Detto tutto questo, ci sono elementi veri nell’attacco del presidente americano. La Cina ha un’influenza grandissima sull’Organizzazione mondiale della sanità. Tre anni fa la nomina di Tedros Adhanom Ghebreyesus, un ministro etiope, alla guida dell’Organizzazione fu una grande vittoria per il soft power cinese, quindi per la capacità della Cina di ottenere successi in campo internazionale senza dover ricorrere alla forza. In quell’occasione Pechino riuscì a sconfiggere la cordata di paesi guidati da America e Regno Unito e a dimostrare che aveva la capacità di influenzare molti governi.
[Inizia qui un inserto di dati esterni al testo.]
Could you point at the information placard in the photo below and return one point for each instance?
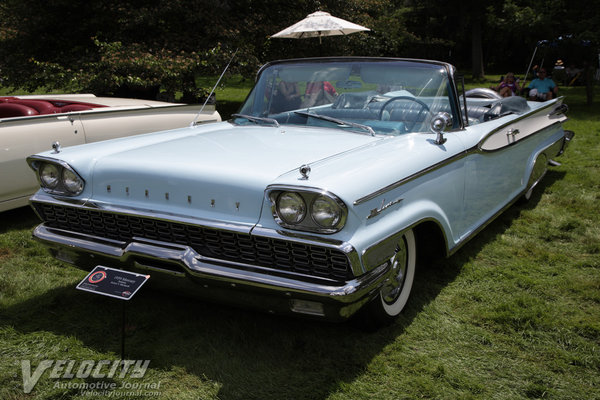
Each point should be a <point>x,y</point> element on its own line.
<point>112,282</point>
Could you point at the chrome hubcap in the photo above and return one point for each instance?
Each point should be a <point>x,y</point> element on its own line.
<point>393,287</point>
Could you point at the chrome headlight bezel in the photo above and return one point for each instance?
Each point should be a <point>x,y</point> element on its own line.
<point>69,182</point>
<point>314,199</point>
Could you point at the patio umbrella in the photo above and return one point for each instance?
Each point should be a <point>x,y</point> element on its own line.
<point>319,24</point>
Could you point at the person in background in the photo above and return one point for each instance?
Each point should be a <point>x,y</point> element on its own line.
<point>318,93</point>
<point>509,86</point>
<point>542,88</point>
<point>287,97</point>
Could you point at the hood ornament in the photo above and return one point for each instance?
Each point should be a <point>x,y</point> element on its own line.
<point>305,172</point>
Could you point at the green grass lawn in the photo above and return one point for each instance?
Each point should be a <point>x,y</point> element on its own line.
<point>515,314</point>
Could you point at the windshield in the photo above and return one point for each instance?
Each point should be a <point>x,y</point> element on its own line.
<point>389,97</point>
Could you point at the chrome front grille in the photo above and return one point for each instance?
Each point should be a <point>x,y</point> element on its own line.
<point>225,245</point>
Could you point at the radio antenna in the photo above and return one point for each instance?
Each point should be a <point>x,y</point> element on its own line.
<point>215,87</point>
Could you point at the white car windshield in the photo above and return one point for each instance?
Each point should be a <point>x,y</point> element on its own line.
<point>388,97</point>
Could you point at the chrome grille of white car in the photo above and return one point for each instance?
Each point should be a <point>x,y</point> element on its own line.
<point>232,246</point>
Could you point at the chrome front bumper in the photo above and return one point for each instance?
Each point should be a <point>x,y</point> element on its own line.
<point>175,266</point>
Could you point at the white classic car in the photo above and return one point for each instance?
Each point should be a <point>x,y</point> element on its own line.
<point>318,198</point>
<point>30,124</point>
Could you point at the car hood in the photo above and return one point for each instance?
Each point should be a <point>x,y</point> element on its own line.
<point>217,173</point>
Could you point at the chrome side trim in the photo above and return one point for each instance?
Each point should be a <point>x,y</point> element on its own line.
<point>463,241</point>
<point>465,153</point>
<point>414,176</point>
<point>380,251</point>
<point>520,118</point>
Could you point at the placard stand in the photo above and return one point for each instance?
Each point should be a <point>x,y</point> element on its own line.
<point>116,283</point>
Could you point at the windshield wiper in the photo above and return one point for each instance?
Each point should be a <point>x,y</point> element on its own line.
<point>254,119</point>
<point>337,121</point>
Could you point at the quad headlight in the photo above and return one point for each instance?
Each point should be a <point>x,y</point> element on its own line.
<point>56,176</point>
<point>307,209</point>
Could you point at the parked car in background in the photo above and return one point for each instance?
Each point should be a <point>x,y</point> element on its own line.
<point>30,124</point>
<point>318,204</point>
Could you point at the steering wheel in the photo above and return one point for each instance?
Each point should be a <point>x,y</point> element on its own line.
<point>396,98</point>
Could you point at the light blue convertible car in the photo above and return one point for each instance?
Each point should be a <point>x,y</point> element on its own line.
<point>317,198</point>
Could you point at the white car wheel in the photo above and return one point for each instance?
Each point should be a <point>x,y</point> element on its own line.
<point>394,294</point>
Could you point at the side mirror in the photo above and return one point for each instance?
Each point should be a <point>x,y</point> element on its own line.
<point>439,124</point>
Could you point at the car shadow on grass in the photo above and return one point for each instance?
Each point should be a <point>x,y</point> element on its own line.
<point>249,355</point>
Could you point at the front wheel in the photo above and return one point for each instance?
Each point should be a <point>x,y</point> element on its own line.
<point>395,292</point>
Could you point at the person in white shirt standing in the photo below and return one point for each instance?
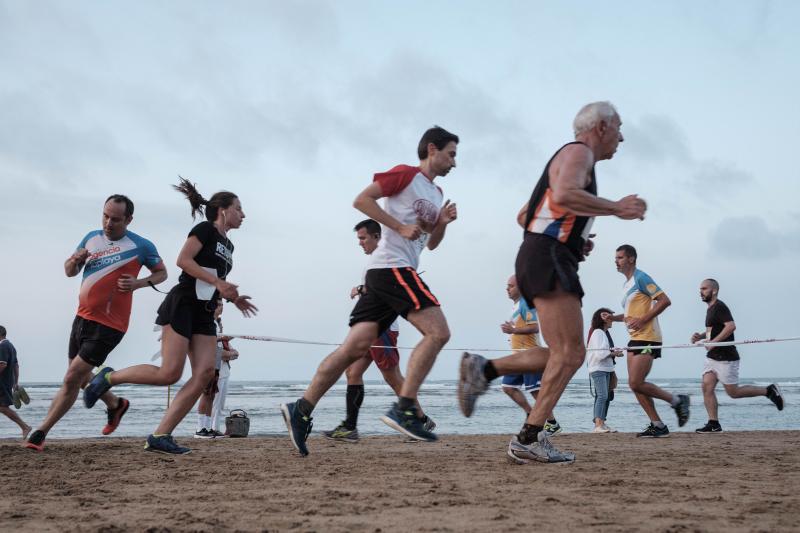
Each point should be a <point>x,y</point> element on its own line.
<point>600,354</point>
<point>414,217</point>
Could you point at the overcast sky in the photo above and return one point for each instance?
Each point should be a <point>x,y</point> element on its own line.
<point>294,106</point>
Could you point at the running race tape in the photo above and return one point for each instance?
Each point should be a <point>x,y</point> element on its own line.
<point>622,348</point>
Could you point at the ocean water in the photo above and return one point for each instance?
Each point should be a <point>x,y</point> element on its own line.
<point>495,413</point>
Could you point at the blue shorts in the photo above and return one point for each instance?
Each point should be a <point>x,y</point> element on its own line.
<point>526,382</point>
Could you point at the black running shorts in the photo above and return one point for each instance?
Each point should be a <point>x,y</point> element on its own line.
<point>541,262</point>
<point>92,341</point>
<point>652,348</point>
<point>187,315</point>
<point>391,292</point>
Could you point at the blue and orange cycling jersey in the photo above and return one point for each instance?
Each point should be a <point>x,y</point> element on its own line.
<point>100,299</point>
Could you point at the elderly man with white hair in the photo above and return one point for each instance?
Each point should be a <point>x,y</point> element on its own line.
<point>557,221</point>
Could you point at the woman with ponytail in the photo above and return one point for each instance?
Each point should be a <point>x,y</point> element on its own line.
<point>600,354</point>
<point>187,315</point>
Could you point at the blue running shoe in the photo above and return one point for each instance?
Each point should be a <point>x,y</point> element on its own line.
<point>299,426</point>
<point>97,387</point>
<point>165,444</point>
<point>407,423</point>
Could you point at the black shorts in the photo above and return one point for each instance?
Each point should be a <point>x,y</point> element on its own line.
<point>187,315</point>
<point>652,351</point>
<point>541,262</point>
<point>391,292</point>
<point>92,341</point>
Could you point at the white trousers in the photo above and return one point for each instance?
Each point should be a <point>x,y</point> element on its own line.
<point>218,406</point>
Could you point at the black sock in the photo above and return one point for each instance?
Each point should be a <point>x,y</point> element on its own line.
<point>354,398</point>
<point>528,434</point>
<point>305,407</point>
<point>489,371</point>
<point>404,404</point>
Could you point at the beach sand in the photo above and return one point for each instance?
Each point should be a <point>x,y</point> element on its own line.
<point>744,481</point>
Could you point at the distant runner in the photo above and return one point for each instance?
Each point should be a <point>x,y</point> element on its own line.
<point>414,218</point>
<point>722,362</point>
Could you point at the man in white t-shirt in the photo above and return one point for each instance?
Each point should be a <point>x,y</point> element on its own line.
<point>414,217</point>
<point>383,352</point>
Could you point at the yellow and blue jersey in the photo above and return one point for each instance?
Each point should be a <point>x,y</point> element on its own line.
<point>638,294</point>
<point>522,316</point>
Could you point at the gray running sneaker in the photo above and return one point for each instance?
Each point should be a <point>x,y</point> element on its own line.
<point>429,424</point>
<point>682,409</point>
<point>341,433</point>
<point>471,381</point>
<point>541,451</point>
<point>552,429</point>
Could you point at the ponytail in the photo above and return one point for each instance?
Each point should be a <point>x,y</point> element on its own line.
<point>210,208</point>
<point>191,193</point>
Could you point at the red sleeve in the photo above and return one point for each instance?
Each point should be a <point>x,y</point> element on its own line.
<point>396,179</point>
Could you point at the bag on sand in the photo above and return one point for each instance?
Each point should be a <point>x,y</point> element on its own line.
<point>237,424</point>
A fine gennaio in piena epidemia Ghebreyesus si è sdebitato con una visita ufficiale a Pechino dove, nel mezzo di un incontro ufficiale con il leader Xi Jinping, ha ringraziato a nome dell’Oms la leadership cinese «per l’impegno nella lotta contro il Coronavirus e per la trasparenza». Ora, tante cose si possono dire a proposito della campagna della Cina per debellare il Coronavirus, ma non che sia stata trasparente. L’ammissione che il virus si trasmette da uomo a uomo è arrivata soltanto il 20 gennaio, che è un po’ tardi considerato che il primo caso ufficiale è del primo dicembre 2019. Pochi giorni prima, il 14 gennaio, l’Oms aveva rilanciato la versione ufficiale del governo cinese e aveva detto che non c’erano prove della trasmissione da uomo a uomo e poi pochi giorni più tardi era stata costretta a correggersi.A fine gennaio l’Oms, sempre per non creare troppo allarme, ha definito «moderato» il rischio che l’epidemia cinese si allargasse ad altri paesi – e tanto moderato come si è visto non era.
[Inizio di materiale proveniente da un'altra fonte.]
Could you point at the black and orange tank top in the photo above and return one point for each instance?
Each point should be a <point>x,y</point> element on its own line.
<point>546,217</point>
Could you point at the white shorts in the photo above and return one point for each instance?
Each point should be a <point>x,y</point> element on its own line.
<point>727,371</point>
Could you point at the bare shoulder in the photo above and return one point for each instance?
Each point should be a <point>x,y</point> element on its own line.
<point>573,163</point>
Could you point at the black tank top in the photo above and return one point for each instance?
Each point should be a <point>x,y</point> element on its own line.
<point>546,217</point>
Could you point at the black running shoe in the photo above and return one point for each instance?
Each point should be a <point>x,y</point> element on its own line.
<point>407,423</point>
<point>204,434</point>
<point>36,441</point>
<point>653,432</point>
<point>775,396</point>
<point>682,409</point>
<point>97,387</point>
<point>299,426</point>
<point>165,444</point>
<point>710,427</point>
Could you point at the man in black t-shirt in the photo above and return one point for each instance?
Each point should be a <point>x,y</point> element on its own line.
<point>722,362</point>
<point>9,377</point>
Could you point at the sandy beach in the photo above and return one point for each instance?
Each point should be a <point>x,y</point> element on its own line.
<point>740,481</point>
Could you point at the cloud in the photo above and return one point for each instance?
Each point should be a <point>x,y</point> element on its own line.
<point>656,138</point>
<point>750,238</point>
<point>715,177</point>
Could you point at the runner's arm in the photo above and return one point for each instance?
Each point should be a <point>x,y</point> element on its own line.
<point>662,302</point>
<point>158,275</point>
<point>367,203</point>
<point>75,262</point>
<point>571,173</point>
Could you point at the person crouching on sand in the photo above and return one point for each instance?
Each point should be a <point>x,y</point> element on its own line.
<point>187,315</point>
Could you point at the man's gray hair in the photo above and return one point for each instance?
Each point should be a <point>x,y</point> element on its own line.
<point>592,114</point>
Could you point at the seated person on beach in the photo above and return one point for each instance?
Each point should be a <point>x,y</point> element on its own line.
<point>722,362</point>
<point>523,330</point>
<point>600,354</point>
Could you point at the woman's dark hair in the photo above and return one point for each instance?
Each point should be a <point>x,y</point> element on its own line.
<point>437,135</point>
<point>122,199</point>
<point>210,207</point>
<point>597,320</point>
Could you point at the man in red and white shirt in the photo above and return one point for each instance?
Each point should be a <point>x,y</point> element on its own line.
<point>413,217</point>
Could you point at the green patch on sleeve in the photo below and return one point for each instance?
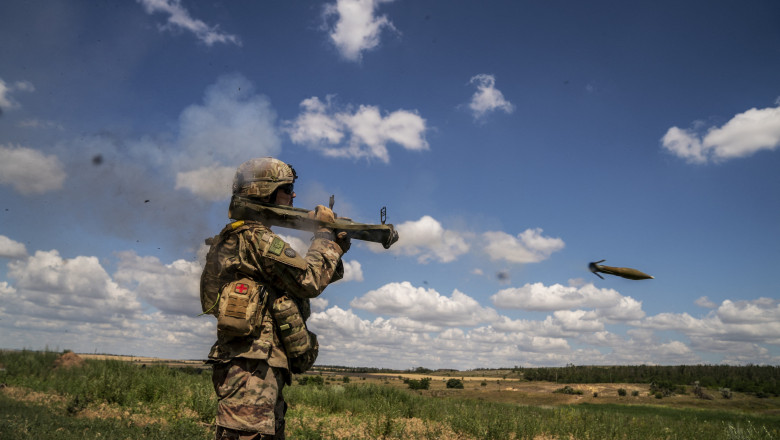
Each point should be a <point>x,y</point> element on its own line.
<point>277,246</point>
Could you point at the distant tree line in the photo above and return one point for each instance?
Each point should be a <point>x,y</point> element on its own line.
<point>763,380</point>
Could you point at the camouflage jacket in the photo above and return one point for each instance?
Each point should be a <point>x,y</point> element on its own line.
<point>251,249</point>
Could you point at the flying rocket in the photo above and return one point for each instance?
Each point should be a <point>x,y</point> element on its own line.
<point>624,272</point>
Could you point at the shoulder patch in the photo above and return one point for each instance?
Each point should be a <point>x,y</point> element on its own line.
<point>277,246</point>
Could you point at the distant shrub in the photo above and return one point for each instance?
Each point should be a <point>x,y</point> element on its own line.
<point>422,384</point>
<point>455,383</point>
<point>310,380</point>
<point>567,390</point>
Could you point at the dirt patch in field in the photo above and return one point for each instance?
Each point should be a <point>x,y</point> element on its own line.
<point>68,360</point>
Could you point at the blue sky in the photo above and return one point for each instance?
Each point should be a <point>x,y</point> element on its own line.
<point>512,143</point>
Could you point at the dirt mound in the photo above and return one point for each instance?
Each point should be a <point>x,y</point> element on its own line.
<point>68,360</point>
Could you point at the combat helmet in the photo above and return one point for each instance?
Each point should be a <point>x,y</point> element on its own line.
<point>262,176</point>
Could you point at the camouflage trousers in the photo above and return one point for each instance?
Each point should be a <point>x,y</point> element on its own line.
<point>250,402</point>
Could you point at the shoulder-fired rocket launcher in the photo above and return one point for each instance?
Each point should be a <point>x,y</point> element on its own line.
<point>623,272</point>
<point>244,208</point>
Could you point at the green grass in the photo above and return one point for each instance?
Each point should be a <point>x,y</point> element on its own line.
<point>180,403</point>
<point>490,420</point>
<point>22,421</point>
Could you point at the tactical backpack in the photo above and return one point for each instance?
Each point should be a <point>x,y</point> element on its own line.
<point>300,344</point>
<point>239,304</point>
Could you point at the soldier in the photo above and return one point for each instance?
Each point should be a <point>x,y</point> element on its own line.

Per aspettare una dichiarazione ufficiale da parte dell’Oms che usasse la parola «pandemia», quindi epidemia estesa a tutto il mondo, si è dovuto aspettare fino all’11 marzo, quando ormai la Cina era riuscita a riportare sotto controllo la situazione e tutti i paesi europei erano in crisi – è lo stesso giorno di inizio del lockdown italiano, che dura ancora oggi.C’è poi il problema del bilancio ufficiale dei contagiati. La Cina ha ritoccato al ribasso e in modo deliberato il conteggio di febbraio, quindi del mese più significativo, e lo ha fatto lasciando fuori dal bilancio ufficiale le persone che risultavano positive al test ma non presentavano sintomi. Secondo documenti confidenziali visti dal giornale «South China Morning Post» a metà marzo, quelle persone erano 43 mila e questo vuol dire che a febbraio l’Oms prendeva per buono il numero ufficiale dei contagiati in Cina, circa 80 mila, e invece erano molti di più. Chissà, forse ci sarebbe stata più attenzione nel resto del mondo.
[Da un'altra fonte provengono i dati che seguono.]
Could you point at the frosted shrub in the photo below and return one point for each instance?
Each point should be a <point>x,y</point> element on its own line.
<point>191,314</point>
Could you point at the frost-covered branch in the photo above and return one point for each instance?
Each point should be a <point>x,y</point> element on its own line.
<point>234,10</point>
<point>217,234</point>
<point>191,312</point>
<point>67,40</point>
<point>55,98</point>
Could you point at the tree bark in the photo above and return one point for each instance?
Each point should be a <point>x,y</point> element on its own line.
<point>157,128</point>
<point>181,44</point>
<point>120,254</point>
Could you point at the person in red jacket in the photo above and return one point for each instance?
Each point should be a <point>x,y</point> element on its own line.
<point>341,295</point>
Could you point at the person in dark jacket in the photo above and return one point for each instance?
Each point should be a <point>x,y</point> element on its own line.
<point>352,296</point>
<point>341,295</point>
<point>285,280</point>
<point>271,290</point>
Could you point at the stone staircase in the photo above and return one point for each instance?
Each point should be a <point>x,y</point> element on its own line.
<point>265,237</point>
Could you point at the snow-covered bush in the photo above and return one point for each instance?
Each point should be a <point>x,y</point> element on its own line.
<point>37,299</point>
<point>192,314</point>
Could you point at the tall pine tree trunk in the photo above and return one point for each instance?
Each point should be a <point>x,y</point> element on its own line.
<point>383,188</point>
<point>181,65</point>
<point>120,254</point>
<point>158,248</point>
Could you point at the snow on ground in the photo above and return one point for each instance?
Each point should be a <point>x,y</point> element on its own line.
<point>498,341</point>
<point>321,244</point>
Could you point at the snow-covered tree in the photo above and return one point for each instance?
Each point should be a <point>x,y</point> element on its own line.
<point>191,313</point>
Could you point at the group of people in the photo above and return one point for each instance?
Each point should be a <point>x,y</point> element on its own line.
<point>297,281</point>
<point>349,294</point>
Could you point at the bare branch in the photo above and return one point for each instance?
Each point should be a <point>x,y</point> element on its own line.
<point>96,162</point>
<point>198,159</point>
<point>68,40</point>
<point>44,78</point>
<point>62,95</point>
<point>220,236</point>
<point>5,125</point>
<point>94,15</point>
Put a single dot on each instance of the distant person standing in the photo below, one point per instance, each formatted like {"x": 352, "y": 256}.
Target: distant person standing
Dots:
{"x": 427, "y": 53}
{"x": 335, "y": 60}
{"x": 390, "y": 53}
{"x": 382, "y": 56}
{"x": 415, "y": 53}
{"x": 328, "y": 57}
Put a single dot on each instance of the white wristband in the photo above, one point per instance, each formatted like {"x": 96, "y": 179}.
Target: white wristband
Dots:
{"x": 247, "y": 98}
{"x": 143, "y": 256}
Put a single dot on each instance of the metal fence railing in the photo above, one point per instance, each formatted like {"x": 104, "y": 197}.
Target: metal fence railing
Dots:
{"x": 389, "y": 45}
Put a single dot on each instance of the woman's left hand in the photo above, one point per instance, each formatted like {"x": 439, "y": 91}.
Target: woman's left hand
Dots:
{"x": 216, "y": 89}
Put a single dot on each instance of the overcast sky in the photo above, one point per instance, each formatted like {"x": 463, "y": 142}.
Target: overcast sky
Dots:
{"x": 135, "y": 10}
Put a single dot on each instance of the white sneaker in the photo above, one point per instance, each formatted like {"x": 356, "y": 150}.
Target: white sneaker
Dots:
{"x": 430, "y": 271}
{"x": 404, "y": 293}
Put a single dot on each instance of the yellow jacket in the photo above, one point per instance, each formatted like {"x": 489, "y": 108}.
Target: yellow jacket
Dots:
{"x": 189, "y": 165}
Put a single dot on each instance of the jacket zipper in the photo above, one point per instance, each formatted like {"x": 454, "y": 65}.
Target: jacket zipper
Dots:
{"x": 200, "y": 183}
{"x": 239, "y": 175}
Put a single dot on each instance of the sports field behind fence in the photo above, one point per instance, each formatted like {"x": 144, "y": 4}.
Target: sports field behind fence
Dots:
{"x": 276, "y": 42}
Per non menzionare i numerosi episodi di censura della Cina contro dottori e giornalisti che soprattutto nella prima fase dell’epidemia tentarono di dare l’allarme e furono aggrediti dal regime perché «davano una cattiva immagine del Paese». Un nome su tutti, l’oftalmologo Li Wenliang che a fine dicembre con altri dottori si accorse delll’avanzata del contagio e tentò di diffondere l’informazione online, ma fu convocato dalla polizia e costretto a chiedere scusa. Non esattamente un modello di trasparenza da elogiare. Wenliang è poi morto per Covid-19. Non stupisce che i paesi che finora se la sono cavata meglio in questa pandemia sono quelli che fin dall’inizio hanno ignorato i consigli dell’Oms e hanno fatto di testa loro, come Taiwan, Singapore e la Corea del Sud.